Le reporter de Xibaaru bloqué en plein reportage…A Kédougou

Les péripéties d’une journée de reportage

La collecte et le traitement de l’information régionale ne sont de tout repos pour les correspondants de presse dans la région de Kédougou. Dans cette partie du pays, toute collecte d’information est synonyme de sacrifice, sacrifice sur ces routes tortueuses, sacrifice pour braver tous les dangers juste pour informer le lecteur, qui au réveil ne fera que surfer dans le net, devant une tasse de café bien chaud pour avoir accès librement à une panoplie d’informations toutes fraîches.

Rares sont les événements d’envergure en cette période de ramadan. Ce dimanche 3 juillet 2016, dans le souci de varier les sujets de reportages, le reporter de xibaaru.com  en se rendant à Bantaco, site d’orpaillage traditionnel de la commune de Tomboronkoto a vécu des heures de calvaire avec sa moto, son seul moyen de transport.

Après une trentaine de kilomètres de parcours, le moteur a cédé. Aucune solution en vue. Il lui a fallu pousser, pousser  cette lourde  moto sur environ 2 km sur une route plombée de pentes ascendantes. Affrontant soif, faim et fatigue, le voilà au carrefour de Bantaco .Pour écarter tout danger de se faire agresser  sur le reste du tronçon souvent fréquenté par n’importe qui (site d’orpaillage), le reporter jugea nécessaire de rester sur place au carrefour de Bantaco, le long de la route nationale n° 7, le temps de trouver une solution de dépannage de la moto. « Aucun reportage ne vaut une vie ».

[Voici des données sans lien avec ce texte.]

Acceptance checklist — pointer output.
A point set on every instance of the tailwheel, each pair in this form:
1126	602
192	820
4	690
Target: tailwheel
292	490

Ainsi a-t-il  mis à profit son carnet d’adresses pour essayer de joindre quelques contacts  à Bantaco. Le premier numéro ne passe pas, le second  est sous boite vocale. Une troisième tentative a réussi. D Diallo a décroché. En quelques secondes, je lui ai fait part de mes soucis mécaniques. Son efficacité est sans commune mesure. Il me rappela pour me mettre en relation avec un mécanicien qui a décidé de venir me secourir. L’attente a été longue. 1 heure plus tard, le voilà qui s’arrête devant moi. Sans corde, il utilisa une technique propre aux mécaniciens de moto pour me tracter jusqu’à Bantaco. Le dépannage se fit en 1 h de temps avec quelques pièces défectueuses à rechanger.  Au bout de compte, le reporter de xibaaru.com se rendit  quasiment exténué sur le site d’orpaillage encore distant d’environ 2 km du village de Bantaco pour y échanger avec les orpailleurs sur divers sujets.